Introduction to Docvert
The Drupal Docvert module is a plugin to assist with the conversion from propriatory Microsoft-only Word documents into workable HTML, managed by Drupal as nodes, pages and books.
Important: This Drupal module alone does not include the entire required process, it needs to integrate with a Docvert Service which needs to be hosted on a nearby machine.
Setting up that stand-alone service in the first place can be quite a job - you need full admin control of it, and if you can't supply or find such a machine, the Drupal module alone will not be much help to you.
Instructions for setting it up are however available here, and from the Docvert home site.
The Process
- An editor creates content within Drupal, and attaches a MSWord document as a filefield attachment.
- On demand, that attached file is POSTed to the Docvert web service.
- On the service end:
- An instance of LibreOffice (nee OpenOffice) is launched to handle the file.

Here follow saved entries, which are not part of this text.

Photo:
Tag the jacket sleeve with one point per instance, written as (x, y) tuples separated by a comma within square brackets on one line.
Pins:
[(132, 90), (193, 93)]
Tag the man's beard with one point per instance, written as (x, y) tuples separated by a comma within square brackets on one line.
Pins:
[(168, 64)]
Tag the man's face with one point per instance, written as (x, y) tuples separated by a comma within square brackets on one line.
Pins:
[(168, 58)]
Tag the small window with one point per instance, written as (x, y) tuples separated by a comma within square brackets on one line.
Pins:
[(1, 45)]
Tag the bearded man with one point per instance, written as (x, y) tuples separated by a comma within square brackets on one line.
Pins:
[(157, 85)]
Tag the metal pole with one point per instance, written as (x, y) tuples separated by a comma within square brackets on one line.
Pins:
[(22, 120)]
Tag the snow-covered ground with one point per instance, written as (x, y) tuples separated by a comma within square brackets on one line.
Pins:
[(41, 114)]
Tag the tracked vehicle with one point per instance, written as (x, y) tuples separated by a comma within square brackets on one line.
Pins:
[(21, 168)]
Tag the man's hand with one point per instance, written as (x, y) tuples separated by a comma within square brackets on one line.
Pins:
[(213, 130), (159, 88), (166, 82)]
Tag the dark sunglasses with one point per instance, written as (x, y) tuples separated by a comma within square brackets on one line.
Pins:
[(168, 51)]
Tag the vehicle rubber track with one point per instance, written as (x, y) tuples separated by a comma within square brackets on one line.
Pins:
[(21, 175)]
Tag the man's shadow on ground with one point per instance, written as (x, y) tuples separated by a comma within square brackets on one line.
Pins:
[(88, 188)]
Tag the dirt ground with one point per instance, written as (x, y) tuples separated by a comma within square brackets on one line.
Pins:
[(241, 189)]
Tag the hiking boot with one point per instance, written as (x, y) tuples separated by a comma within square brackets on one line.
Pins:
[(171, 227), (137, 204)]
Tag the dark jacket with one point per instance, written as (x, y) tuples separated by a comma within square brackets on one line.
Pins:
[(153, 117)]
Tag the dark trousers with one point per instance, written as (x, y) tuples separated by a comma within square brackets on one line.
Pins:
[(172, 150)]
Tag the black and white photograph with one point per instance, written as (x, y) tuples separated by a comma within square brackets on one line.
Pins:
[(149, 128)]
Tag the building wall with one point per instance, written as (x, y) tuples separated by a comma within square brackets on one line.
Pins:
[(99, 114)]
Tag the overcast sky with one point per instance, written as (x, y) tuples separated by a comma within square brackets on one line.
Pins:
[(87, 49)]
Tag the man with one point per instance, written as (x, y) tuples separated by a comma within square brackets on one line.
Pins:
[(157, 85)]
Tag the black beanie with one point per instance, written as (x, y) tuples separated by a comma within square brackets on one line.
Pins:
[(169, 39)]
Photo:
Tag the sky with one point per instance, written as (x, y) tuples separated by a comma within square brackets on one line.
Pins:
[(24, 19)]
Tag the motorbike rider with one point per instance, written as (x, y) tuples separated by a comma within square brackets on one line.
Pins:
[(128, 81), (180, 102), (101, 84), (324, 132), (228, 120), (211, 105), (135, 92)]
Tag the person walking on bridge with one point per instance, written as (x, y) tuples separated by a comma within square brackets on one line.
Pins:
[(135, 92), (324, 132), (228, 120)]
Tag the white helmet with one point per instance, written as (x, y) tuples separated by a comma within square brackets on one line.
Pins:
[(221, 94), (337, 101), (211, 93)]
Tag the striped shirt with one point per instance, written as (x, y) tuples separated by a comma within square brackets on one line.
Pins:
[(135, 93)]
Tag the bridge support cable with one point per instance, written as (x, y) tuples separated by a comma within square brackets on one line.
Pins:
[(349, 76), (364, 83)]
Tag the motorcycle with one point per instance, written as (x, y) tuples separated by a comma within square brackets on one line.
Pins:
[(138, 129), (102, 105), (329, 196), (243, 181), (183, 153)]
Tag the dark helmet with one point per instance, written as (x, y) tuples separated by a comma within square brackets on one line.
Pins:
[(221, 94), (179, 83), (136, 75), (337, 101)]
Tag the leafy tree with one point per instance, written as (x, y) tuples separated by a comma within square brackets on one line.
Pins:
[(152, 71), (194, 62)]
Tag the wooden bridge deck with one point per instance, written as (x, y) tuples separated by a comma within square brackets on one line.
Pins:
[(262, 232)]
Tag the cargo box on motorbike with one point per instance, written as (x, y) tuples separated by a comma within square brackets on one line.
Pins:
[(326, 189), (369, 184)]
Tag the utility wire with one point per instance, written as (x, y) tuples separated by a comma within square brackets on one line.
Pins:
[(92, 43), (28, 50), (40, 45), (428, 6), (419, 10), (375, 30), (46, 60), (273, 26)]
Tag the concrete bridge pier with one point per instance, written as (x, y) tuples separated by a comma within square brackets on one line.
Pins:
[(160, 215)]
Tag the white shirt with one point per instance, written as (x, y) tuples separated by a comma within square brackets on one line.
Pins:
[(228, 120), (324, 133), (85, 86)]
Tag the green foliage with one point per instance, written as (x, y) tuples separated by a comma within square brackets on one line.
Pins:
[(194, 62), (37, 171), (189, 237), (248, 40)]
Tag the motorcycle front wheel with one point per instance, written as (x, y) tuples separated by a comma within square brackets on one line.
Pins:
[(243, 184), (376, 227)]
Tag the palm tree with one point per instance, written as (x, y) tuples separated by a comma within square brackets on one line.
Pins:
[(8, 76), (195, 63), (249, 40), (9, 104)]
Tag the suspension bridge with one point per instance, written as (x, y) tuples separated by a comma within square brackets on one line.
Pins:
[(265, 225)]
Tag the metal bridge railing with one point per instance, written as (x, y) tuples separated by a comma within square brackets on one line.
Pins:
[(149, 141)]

- API methods within LibreOffice are called to parse the Word Doc, and export it as structured HTML, including exports of the embedded images and a subset of the formatting.
- Additional optional 'pipeline' methods are called using XSLT to process the HTML into tidied, templated results.
- The entire result is packaged into a ZIP file and returned to the caller.
See the Docvert FAQ for more about how and why this works.
- The Drupal docvert module unpacks those results and inserts the text into the Drupal node, or set of book pages.
- Returned embedded images are saved locally, and re-linked into the resulting pages.